Dei pochi titoli recuperati al festival di Rotterdam, quello che ho amato di più è il sorprendente "L'ombre des femmes" di Philippe Garrel.Ascetico, essenziale, fluido e raccolto, intriso di vita e menzogna, come se una non potesse fare a meno dell'altra. Garrel ormai gira piccoli (grandi) film che durano poco più di un'ora ma potrebbero durarne anche venti: non cambierebbe assolutamente nulla. Il suo cinema freme, tentenna, soffre, esattamente come un organismo vivente. La sua macchina da presa scrive attraverso le emozioni da cui è sorprendentemente posseduta.
Non c'è mai un ritardo del cinema sulla vita, ma una simultaneità tale da emanare una spontaneità, una freschezza, una sincerità che commuovono. Garrel è (ed è sempre stato) libero, già nel mondo, tra cose e persone...un uomo, una donna, nient'altro che una sfumatura, un gemito...poi un'altra donna che si dissolve - o meglio ancora, scompare dal film - come fosse l'istante chiave di un tracciato impossibile.
Momenti di un cinema che pare sempre più "fatto in casa", nei ritagli di tempo, pronto a catturare e amare tutto ciò che passa sotto il suo occhio.
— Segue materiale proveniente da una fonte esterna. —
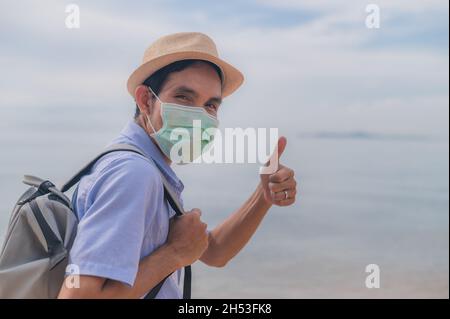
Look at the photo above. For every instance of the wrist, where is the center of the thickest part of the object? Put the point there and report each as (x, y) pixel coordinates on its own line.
(173, 254)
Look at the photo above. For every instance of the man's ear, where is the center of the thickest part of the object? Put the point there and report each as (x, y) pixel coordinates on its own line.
(144, 100)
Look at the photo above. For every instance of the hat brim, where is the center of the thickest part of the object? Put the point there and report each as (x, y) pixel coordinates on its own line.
(232, 78)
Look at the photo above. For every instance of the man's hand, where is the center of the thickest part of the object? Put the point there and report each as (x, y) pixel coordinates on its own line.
(280, 187)
(188, 237)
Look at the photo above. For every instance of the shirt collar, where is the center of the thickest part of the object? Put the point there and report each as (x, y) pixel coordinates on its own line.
(138, 137)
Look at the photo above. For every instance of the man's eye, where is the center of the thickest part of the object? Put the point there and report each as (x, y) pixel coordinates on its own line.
(182, 97)
(212, 107)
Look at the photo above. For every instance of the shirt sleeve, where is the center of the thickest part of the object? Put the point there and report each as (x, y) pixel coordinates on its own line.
(110, 234)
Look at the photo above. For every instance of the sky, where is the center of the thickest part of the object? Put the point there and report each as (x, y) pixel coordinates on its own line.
(309, 66)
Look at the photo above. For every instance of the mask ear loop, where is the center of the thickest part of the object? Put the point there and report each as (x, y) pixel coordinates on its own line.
(148, 117)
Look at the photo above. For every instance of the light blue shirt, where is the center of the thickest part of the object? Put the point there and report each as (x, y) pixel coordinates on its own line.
(123, 215)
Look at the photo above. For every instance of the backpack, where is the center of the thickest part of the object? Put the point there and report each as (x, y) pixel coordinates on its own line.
(41, 231)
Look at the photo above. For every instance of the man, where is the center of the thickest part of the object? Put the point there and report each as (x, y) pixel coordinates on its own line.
(127, 241)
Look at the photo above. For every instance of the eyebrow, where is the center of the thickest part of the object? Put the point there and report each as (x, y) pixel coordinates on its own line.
(189, 91)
Tasselli, piccole parti di percorsi esistenziali che non sai mai dove finiranno: un film sempre al presente, completamente disinteressato a passato e futuro (che sono ombre, fantasmi, inutili fantasticherie), capace di rifiutare qualsiasi intellettualismo per gettarsi pienamente nel suo fiero, gentile bianco e nero (come l'ultimo battito cardiaco di una nouvelle vague più viva che mai).
E alla fine ti trovi perso tra le piccole cose della vita, pronto a ricordare le infinite strade parallele che non hai mai percorso. Tutto semplicemente accade, se ne va e ritorna, come un sussulto che si erge a voce gioiosa, sublime attimo d'incanto, in uno dei più bei finali del suo cinema.
Un sorriso che è un istante, eppur rimane incorniciato nel tempo.